The solution: Combine the two technologies for a more complete picture.
Not wanting to replicate their competitors, Duncan and his team worked diligently to apply its technique downhole.
The limited space in a wellbore allowed only a couple dozen geophones to be used rather than the thousands that could be spread out over the surface, Thornton said. Geophones in a wellbore had to be placed in a line and function as truncated antennas. To compensate for the limited number of sensors and data, both P waves and S waves needed to be captured.
Typically, seismologists monitor fractures in a wellbore by handpicking the arrival of P and S waves. They calculate the difference in time between the wave arrivals, multiply that amount by the velocity of the P wave, and determine the distance from the sensor to the actual fracture.
However, “when you throw the wavelet away and just rely on the P and S waves’ arrival times, you have nothing to ground it on,” Duncan said. “If you have different people picking P and S waves, there can be a subjective difference in the interpretations.”
Using the full waveform, Duncan and Thornton were able to detect the P and S waves downhole and estimate event locations by aligning the entire signal – not just the picked arrival times. This enabled them to see more clearly the smaller events and drive the detection threshold even lower.
By combining data from surface and downhole, they achieved an all-encompassing and detailed view of the fracture network. With that, they applied the technology in the Permian Basin with a client several months ago and achieved great success.
“It was clear from the beginning that a methodology that captured the best aspects of the downhole and the surface technique would yield superior results,” Duncan said. “By adapting our PSET algorithm to a downhole receiver, we have gone even one step further.”
Easier Said Than Done
The next step is to combine the two datasets for a single reading, and it’s not so easy. Subsurface waves, which travel horizontally to the wellbore, bounce between multiple layers of salt, shale and sandstone, which constantly change the waves’ velocity.
When looking at both surface and downhole signals, they essentially look like scribbles.
“We are using two cameras with different angles now instead of one, so to speak,” Thornton said.
He likened the problem to using both Google Earth’s aerial views and Google Maps’ street views to see one particular location.
“If you have the right source location, and the right velocity, and you correct for travel time, all the wavelets should be in alignment,” Duncan said.
While surface signals use a simple velocity calculation, downhole signals are much more complex, as wave propagation parallel to subsurface layers can be more difficult to model.
The key is building a “reasonable” velocity model that can account for two sets of signals that travel at different velocities, detect the time and location of a fracture, and not trigger on false positives or miss actual events, Duncan said.
“Nobody in the market has been able to merge those two datasets yet,” he added. “They can’t yet be processed in a single algorithm. So far, all the methods we have for creating alignment of the waves oversimplify assumptions about the velocity at which the sound is traveling. We are working on that now.”

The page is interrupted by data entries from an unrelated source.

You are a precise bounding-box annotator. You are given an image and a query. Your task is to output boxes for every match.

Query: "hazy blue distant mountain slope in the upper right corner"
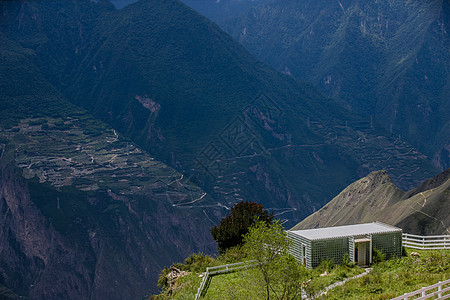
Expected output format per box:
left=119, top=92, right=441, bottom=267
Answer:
left=220, top=0, right=450, bottom=170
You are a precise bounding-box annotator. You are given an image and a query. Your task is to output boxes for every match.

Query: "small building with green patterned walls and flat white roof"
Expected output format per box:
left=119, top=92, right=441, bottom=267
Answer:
left=287, top=222, right=402, bottom=269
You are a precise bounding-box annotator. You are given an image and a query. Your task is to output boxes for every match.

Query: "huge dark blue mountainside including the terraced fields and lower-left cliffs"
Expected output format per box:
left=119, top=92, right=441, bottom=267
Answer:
left=0, top=0, right=438, bottom=299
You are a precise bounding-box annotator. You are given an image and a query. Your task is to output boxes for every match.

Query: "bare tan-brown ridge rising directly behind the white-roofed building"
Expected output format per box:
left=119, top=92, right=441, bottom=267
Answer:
left=293, top=169, right=450, bottom=235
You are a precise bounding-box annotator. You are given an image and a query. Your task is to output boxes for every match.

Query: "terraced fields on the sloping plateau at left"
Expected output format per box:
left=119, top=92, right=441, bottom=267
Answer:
left=0, top=117, right=204, bottom=205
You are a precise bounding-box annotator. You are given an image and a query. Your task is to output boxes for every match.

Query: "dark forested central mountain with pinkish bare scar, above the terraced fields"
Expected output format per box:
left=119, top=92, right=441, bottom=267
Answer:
left=67, top=1, right=437, bottom=219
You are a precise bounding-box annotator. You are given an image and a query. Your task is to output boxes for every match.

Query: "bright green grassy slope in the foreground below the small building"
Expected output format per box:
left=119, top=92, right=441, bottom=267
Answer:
left=157, top=250, right=450, bottom=299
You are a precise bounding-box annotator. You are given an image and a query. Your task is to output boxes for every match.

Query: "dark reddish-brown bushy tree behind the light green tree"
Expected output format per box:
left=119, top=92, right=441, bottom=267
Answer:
left=211, top=201, right=273, bottom=253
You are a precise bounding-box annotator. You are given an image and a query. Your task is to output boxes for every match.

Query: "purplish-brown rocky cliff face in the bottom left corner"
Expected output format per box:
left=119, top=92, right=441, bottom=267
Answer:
left=0, top=159, right=96, bottom=299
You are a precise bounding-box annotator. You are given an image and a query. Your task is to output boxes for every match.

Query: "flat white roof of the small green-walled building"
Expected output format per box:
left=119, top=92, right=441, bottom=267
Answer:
left=289, top=222, right=402, bottom=240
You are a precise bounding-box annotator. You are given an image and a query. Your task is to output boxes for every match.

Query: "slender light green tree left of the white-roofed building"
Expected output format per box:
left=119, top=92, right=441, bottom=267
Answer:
left=242, top=221, right=308, bottom=300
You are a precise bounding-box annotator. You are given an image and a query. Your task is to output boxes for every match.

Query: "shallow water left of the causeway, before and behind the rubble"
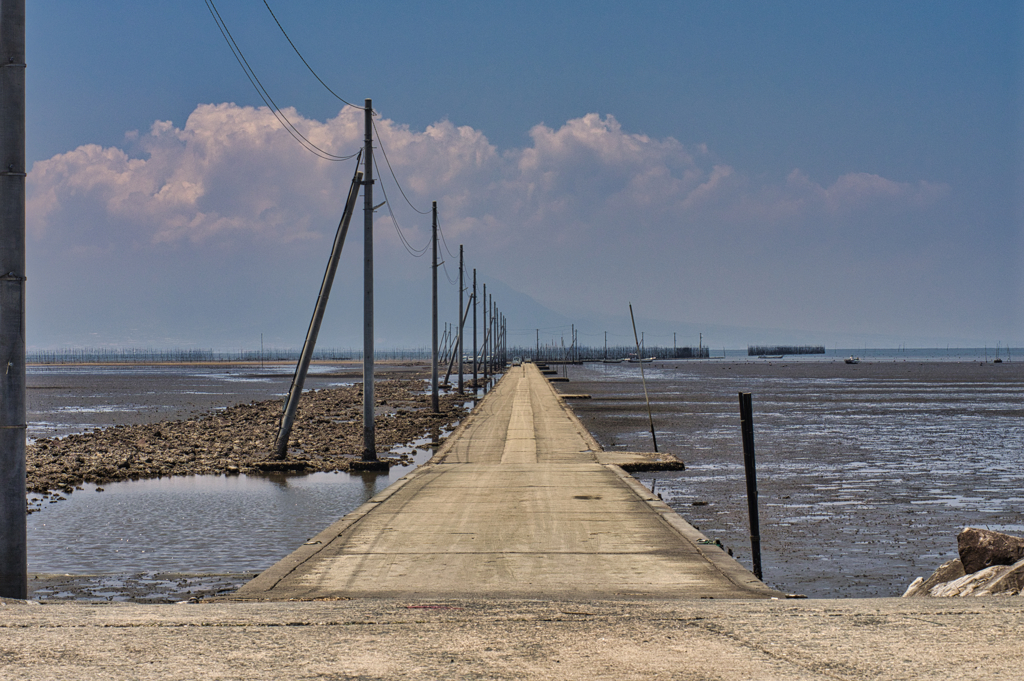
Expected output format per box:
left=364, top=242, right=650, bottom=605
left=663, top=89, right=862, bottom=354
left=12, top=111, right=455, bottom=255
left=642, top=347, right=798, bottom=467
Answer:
left=27, top=363, right=466, bottom=574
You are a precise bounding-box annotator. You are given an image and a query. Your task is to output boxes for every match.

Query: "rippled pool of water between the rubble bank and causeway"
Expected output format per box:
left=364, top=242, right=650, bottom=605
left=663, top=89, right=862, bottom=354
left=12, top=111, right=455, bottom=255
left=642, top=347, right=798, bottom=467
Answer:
left=28, top=448, right=433, bottom=574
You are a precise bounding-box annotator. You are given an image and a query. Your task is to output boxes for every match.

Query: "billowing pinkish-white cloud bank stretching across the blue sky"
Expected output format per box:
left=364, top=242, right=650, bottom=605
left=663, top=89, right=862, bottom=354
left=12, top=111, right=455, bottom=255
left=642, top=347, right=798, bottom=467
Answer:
left=29, top=103, right=945, bottom=245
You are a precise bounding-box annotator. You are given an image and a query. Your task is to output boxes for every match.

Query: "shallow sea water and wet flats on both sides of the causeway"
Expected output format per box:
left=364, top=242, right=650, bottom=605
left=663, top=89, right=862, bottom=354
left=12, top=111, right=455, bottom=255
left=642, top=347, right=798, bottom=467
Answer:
left=28, top=348, right=1024, bottom=597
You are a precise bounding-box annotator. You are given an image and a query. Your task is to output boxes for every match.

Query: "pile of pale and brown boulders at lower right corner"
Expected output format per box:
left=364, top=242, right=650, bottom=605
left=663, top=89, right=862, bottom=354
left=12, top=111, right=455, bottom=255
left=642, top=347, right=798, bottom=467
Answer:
left=903, top=527, right=1024, bottom=598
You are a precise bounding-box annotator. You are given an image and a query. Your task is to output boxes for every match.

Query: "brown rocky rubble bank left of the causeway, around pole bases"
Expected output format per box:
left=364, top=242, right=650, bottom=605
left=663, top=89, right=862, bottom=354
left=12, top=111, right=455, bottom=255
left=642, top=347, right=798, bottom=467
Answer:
left=26, top=379, right=466, bottom=512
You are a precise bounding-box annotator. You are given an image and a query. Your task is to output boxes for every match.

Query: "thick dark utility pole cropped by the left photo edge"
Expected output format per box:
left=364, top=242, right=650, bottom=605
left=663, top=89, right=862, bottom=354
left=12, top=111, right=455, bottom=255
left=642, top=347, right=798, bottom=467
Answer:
left=0, top=0, right=29, bottom=599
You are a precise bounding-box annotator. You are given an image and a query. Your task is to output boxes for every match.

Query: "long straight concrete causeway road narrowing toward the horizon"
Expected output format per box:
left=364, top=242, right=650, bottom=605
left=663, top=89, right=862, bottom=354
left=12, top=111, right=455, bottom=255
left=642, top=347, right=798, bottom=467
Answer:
left=234, top=364, right=782, bottom=600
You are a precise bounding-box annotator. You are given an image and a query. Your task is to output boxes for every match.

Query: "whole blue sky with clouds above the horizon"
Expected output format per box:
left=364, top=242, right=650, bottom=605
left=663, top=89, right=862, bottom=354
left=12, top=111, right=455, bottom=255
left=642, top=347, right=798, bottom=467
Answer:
left=27, top=0, right=1024, bottom=350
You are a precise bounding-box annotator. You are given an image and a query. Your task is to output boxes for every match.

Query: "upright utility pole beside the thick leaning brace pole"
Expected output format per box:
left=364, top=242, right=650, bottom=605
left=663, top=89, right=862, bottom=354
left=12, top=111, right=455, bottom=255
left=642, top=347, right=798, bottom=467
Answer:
left=362, top=99, right=377, bottom=461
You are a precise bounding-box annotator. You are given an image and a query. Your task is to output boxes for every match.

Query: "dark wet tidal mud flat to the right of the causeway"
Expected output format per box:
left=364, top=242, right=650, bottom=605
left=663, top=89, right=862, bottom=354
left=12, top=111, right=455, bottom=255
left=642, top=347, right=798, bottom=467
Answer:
left=555, top=357, right=1024, bottom=598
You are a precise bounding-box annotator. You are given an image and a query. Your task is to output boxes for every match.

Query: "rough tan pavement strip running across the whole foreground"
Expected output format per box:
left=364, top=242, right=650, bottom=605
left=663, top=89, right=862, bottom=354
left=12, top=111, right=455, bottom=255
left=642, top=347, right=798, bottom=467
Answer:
left=0, top=597, right=1024, bottom=681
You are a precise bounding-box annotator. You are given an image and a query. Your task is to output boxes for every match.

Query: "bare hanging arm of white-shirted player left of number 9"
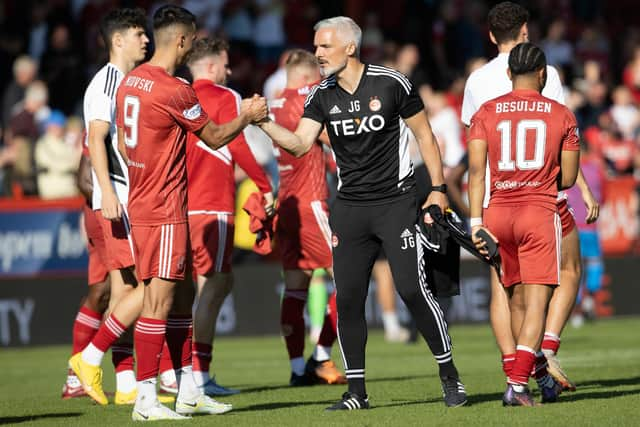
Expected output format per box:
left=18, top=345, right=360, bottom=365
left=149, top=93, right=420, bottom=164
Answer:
left=87, top=120, right=122, bottom=221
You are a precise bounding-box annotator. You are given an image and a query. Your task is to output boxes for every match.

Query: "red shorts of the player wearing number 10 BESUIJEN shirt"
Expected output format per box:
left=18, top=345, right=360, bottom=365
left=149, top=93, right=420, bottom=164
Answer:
left=483, top=205, right=562, bottom=287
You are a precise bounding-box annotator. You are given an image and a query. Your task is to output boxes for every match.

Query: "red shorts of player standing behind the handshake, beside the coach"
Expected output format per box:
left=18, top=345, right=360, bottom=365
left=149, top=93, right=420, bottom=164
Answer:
left=276, top=197, right=333, bottom=270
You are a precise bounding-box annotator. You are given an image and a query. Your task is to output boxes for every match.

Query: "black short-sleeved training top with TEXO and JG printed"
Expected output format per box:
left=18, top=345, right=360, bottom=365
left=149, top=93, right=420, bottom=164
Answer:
left=303, top=64, right=424, bottom=204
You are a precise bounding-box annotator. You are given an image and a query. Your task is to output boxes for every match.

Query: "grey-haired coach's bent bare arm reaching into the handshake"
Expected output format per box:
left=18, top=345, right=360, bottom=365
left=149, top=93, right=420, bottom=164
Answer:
left=258, top=117, right=322, bottom=157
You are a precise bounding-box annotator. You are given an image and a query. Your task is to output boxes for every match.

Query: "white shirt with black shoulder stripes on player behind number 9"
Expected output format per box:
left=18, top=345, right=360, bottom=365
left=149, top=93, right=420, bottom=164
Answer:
left=83, top=63, right=129, bottom=210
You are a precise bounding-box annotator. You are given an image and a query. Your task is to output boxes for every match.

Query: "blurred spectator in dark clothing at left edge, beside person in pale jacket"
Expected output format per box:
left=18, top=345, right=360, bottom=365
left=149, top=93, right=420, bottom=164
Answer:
left=3, top=80, right=50, bottom=195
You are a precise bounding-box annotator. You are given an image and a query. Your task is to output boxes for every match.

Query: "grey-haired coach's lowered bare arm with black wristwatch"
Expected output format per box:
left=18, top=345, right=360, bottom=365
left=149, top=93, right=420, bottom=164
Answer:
left=404, top=109, right=449, bottom=217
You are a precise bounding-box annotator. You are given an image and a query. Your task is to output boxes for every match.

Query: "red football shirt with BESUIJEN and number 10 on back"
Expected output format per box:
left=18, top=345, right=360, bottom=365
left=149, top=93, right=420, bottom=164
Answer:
left=468, top=89, right=580, bottom=209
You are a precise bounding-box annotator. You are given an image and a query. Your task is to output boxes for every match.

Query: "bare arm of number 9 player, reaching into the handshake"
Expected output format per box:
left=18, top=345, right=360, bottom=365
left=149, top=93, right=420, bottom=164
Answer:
left=194, top=96, right=268, bottom=150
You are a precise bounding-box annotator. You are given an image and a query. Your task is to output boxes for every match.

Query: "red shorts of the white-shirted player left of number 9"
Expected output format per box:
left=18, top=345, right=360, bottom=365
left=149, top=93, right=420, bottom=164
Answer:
left=96, top=210, right=135, bottom=271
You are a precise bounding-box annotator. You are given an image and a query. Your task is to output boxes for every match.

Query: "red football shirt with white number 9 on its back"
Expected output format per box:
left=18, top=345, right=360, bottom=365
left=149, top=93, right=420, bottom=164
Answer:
left=116, top=63, right=209, bottom=225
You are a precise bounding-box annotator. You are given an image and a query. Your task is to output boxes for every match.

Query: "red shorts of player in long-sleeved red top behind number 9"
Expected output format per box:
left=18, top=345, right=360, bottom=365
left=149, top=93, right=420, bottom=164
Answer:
left=189, top=213, right=235, bottom=276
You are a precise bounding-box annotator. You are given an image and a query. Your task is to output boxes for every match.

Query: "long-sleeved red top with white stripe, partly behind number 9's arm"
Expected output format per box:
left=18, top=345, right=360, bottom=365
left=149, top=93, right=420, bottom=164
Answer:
left=187, top=80, right=271, bottom=214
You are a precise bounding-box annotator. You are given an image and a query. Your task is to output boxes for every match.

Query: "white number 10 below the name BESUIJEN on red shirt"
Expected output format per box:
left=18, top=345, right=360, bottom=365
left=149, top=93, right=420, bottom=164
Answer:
left=497, top=120, right=547, bottom=171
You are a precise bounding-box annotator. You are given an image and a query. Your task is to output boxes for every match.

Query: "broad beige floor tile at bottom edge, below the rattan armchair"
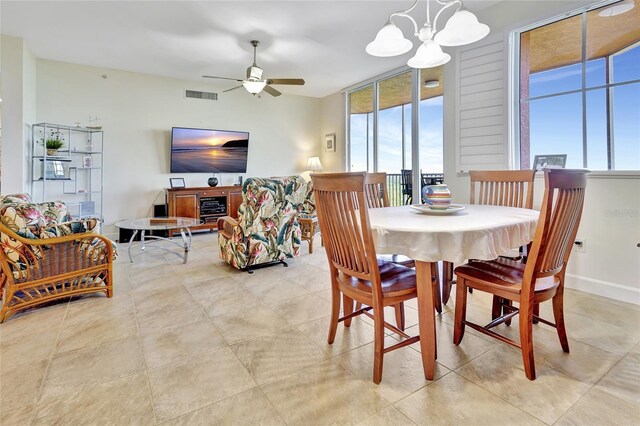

Others in the industry are doing the same.
Throughout the process, Duncan said he has learned that the models currently used by the industry to locate fractures provide a satisfactory evaluation of a fracture network, but bypass many reserves.
“I believe every frac should be monitored,” he said. “Today, only about 4 or 5 percent of fracs pumped are monitored. Monitoring should be as important to frac’ing as logging is to drilling.”
The lack of microseismic monitoring is preventing the industry from fully exploiting the shale potential, Duncan added. “We have huge amounts of data, and we are just beginning to integrate it and interpret it in a way that will revolutionize our industry,” he said. “We need to continue pushing that boundary to penetrate the market further.”